Follistatin-like Protein 1 (FSTL1) is a glycoprotein secreted by cardiac and skeletal muscle tissues under stressful conditions. An elevated level of plasma FSTL1 has been observed after a single bout of exercise suggesting its potential myokine-like role involved in the crosstalk between muscle and other organs. PURPOSE: To investigate autocrine effects of FSTL1 on myotube differentiation, myosin heavy chain expression and mitochondrial respiration in various myogenic cells. METHODS: Primary myoblasts were isolated from canine gastrocnemius muscle. Myotube differentiation was induced by a low serum condition for 4 days. Immunostainings were performed using MF20 antibody (rod-like tail region of myosin) and DAPI (nuclei); and fusion index was determined by calculating the ratio between total number of nuclei and number of nuclei within myotubes formed. RT-PCR assays were performed using primer sets precisely designed to amplify each fiber type-associated myosin heavy chain isoforms. Oxygen consumption of intact cells were measured using a Clark-type oxygen sensor; and mitochondrial respiration was measured using Seahorse XF96 analyzer.
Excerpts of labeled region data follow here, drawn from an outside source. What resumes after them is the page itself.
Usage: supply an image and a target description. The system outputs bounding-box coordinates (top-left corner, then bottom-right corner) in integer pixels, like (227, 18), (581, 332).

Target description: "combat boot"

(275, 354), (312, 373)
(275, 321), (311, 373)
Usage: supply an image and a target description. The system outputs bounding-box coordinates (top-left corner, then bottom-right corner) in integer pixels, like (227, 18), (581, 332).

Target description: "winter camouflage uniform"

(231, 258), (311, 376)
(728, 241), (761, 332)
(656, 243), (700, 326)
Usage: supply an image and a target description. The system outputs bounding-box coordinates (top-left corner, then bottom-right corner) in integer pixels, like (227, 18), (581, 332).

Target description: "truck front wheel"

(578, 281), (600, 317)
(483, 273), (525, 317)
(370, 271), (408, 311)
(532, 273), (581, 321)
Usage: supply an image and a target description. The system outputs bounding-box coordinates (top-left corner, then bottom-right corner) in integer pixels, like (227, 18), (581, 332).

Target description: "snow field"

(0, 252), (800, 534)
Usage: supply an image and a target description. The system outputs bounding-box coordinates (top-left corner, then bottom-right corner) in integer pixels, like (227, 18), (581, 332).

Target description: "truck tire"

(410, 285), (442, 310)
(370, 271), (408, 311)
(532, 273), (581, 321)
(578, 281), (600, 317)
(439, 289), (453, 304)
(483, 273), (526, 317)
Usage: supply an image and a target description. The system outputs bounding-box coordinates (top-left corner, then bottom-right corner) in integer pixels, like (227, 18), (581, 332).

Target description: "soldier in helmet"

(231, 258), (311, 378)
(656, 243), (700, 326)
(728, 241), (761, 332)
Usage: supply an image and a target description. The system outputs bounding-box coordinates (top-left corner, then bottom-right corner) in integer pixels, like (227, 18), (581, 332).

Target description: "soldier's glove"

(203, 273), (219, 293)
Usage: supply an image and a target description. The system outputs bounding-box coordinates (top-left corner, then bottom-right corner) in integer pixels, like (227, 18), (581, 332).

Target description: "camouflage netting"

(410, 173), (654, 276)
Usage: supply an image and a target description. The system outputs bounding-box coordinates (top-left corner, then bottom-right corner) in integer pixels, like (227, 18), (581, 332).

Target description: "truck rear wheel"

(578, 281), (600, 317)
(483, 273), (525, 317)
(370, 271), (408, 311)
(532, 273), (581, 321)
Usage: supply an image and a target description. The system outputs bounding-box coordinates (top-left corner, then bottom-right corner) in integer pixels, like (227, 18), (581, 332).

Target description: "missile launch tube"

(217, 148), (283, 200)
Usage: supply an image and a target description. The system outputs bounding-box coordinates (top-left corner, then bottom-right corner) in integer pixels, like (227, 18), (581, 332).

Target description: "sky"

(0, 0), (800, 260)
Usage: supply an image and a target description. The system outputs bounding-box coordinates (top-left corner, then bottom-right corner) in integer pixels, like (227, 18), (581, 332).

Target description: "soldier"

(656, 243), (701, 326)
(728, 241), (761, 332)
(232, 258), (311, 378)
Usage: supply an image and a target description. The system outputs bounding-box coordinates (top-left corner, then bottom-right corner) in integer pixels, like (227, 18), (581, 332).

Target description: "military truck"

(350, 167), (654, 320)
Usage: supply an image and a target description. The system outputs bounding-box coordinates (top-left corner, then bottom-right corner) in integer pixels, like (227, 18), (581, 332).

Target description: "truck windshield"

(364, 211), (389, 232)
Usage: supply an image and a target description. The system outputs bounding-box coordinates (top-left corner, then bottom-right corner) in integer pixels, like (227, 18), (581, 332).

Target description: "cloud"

RESULTS: During canine myotube formation, FSTL1 treatment (300 ng/ml, 4 days) significantly enhanced myogenic potential determined by fusion index (~2-fold increase). There was a significant increase in MyHC7 expression (~1.5 fold) in myotubes treated with FSTL1 during differentiation compared to non-treated myotubes. Acute FSTL1 treatment (up to 500 ng/ml) had no significant effect on mitochondrial respiration in canine myoblasts. Acute FSTL1 treatments (250 ng/ml) significantly increased mitochondrial respiration in L6 myotubes (~1.5 fold) and human rhabdomyosarcoma cells. Chronic FSTL1 treatments (250 ng/ml, 64 hours) significantly increased oxygen consumption in intact canine myoblasts and myotubes. CONCLUSION: Our preliminary data suggest that FSTL1 enhances differentiation potential and increases oxidative metabolism in myogenic cells suggesting that FSTL1 may be an important cellular mediator of the beneficial effects of exercise in the context of skeletal muscle adaptation. Supported by NIH Grant RO1 HL133248.